Is it possible that the reason some people claim to experience a decrease in thyroid function when on a low carb diet, is becasue a low carb diet unmasks an iodine deficiency?

19 12 2012
gaia.sailboat

Anyone mocking possible devious spying and misinformation campaigns hasn’t been paying attention from the Ralph Nader era onward. Be suspicious, be very suspicious.

19 12 2012
Padraig

yeah I agree gaia. This article has never sat well with me from the start. There might very well be sinister activity like that, there has been before such as in the GM debate with “Anduro Smetacek” and “Mary Murphy” (fake ‘doctors’ and experts created by Monsanto). I told Denise before not to use sarcasm or be too jokey in her articles or she wouldn’t be taken seriously, and I also urged her to please put a chapter about GM in her book, and never even got a reply.

17 01 2013
Fresh Fruits Manufacturers

Siddhi Industries are Manufacturers of Fresh Fruits, Spices Exporters, Suppliers of Fresh Vegetables, Animal Feed, Cereals and Grains, Multani Mitti, Snacks Suppliers, Dairy Products, Rice, Pickles and Papad in India.

6 06 2013
Maistas sportui internetu

It’s a job of meat industry…

30 01 2014
pone1

Do you have any articles that summarize your understanding of how fats (not limited to just saturated fats) might cause insulin resistance?

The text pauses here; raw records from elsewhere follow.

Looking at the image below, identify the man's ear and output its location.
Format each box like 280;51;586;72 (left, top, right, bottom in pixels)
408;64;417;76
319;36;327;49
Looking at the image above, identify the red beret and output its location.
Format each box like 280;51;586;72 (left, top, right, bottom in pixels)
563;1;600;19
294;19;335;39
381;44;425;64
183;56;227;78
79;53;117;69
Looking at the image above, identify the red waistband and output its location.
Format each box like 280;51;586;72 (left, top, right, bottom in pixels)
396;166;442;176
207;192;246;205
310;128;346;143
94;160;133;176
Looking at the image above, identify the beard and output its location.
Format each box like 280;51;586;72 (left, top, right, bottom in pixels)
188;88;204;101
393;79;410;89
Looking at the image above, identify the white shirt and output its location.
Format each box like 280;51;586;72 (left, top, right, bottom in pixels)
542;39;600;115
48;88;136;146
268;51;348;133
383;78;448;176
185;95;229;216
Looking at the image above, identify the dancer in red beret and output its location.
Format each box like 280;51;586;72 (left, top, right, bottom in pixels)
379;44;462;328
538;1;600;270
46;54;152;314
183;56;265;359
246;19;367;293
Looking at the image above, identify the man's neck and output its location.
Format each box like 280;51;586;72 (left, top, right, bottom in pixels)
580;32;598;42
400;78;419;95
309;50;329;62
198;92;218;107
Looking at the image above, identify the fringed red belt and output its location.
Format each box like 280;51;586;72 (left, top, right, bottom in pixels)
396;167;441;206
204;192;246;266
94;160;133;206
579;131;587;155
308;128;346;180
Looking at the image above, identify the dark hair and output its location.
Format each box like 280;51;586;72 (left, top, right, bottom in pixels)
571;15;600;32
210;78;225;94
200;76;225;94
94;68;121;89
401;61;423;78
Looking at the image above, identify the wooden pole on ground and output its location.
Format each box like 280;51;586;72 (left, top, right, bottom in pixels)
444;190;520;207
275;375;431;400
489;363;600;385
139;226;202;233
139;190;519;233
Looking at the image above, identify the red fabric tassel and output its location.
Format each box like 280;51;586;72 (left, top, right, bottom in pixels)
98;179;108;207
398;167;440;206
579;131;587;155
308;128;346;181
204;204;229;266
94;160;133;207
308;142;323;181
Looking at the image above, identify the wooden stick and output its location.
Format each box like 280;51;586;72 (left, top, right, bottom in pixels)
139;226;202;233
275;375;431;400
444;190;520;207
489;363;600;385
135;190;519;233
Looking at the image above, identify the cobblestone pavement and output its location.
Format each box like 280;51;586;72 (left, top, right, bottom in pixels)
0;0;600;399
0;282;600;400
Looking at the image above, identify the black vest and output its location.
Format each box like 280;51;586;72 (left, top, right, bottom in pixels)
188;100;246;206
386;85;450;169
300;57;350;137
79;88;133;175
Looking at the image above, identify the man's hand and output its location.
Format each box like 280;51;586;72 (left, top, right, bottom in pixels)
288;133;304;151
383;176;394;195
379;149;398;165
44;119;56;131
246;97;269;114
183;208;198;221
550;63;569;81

My own experience of Paleo was that it sent high fasting glucose much higher, and my LDL particle counts exploded on Paleo. By substituting saturated fats with monounsaturated fats (macadamia oil) I was able to quickly lower my fasting glucose, but I still suspect that my very high-fat diet (>50% of caloric intake in fats) is causing me glucose metabolism issues.

It’s very frustrating trying to isolate which fats interact with glucose metabolism because I don’t have a way to easily measure my insulin levels after each meal. The one good study I have read on this topic carefully measured both glucose and insulin levels after meals, and it was the insulin reading – NOT the glucose reading – that clearly showed when insulin resistance was developing after a specific meal.

Most of what I have read on this topic is observational and high level. I think there is some sub-population (and I am in it) that develops strong insulin resistance in presence of fats. But this begs additional questions like:

1) Is the insulin resistance effect dependent on the absolute amount of fat in diet?

2) Is the effect only associated with specific types of fat, such as perhaps dairy fat because of its unique fatty acid profile?

3) Is the effect only associated with specific fatty acids?

4) Is the effect only short-term, thus maybe only affecting glucose metabolism within some period of time after you ingest the fats?

If you know of pointers to good information on these topics, or if you have some opinion on state of research into these questions, would be glad to hear from you.